Wozu braucht Europa so viele Außenminister? So unendlich viele Botschaften? Wie ungemein stärker wäre dieser eine Außenminister, diese eine europäische Botschaft im Nachbarstaat.

Ich weiß, solche Überlegungen erscheinen utopisch. Zu groß ist den europäischen Staaten noch das Bewußtsein alter Macht und Herrlichkeit. Frankreich und das Vereinigte Königreich haben bis heute noch ihre Kolonialministerien und Überseegebietchen. Aber wann,, wenn nicht jetzt in der Finanz- und Eurokrise, kann die Axt an diesen institutionellen Wildwuchs gelegt werden. Den europäischen Staatslenkern und Staatslenkerinnen fehlt zu den beschriebenen Schritten der Mut.
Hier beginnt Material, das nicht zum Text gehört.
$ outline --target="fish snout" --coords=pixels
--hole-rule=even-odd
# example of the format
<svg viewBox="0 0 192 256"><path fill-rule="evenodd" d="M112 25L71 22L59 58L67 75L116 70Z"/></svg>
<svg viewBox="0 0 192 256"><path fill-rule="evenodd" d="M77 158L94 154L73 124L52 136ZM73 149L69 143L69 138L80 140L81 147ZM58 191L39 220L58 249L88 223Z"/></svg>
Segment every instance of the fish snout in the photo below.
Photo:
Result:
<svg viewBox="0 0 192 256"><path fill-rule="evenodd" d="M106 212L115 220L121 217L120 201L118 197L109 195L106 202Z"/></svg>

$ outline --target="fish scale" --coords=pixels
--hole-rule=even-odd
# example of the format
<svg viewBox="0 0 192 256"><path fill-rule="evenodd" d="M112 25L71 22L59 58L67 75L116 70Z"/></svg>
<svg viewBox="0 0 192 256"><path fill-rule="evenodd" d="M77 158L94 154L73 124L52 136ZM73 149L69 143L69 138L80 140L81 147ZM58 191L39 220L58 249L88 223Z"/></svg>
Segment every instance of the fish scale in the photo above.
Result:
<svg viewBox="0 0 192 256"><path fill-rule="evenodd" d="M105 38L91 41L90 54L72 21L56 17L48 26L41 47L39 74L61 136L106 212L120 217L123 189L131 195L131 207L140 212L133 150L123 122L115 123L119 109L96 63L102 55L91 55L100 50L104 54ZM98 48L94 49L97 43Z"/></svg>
Lieber kürzen sie die Renten weiter und zahlen nur noch ein Jahr Arbeitslosengeld ohne anschließende Sozialhilfe. Dabei bleiben doch gerade die kleinen Einkommen im Land und fließen dierekt in den Konsum. Die großen Einkommen gehen in Steuerparadise, derzeit vermehrt nach Singapur. Von dort aus fließen sie teils in Hedge-Fonds und werden genutzt, um gegen europäische Staaten zu spekulieren.

So war denn die ESM-Entscheidung des Bundesverfassungsgerichts kein „guter Tag für Deutschland und Europa“ (Angela Merkel), sondern nur ein gutes Stündchen.

Die Vergleiche zwischen Landwirtschaft und Volkswirtschaft reichen bis in die reale Regierungspolitik. Der Wirtschaftsminister beschäftigt sich nicht mit Wirtschaft und glänzt durch ideologisch verbrämte Unfähigkeit. Genauso ergeht es der derzeitigen Landwirtschaftsministerin (deren ehemaliger Staatssekretärin erging es nicht anders).

Aigner will jetzt auch 2013 für den bayrischen Landtag kandidieren.Wie Julia Klöckner (Endlosplatte: „Ich will ihre Ministerpräsidentin werden“) will nun auch Aigner in die Landespolitik und Seehofer beerben.

Um wirklich Erfolg in der Landespolitik zu haben, müssten die beiden Politikerinnen ihren Politikstil vollkommen ändern: Handeln statt ankündigen. Wer handelt, kann Fehler machen, der größte Fehler aber ist, nicht zu handeln.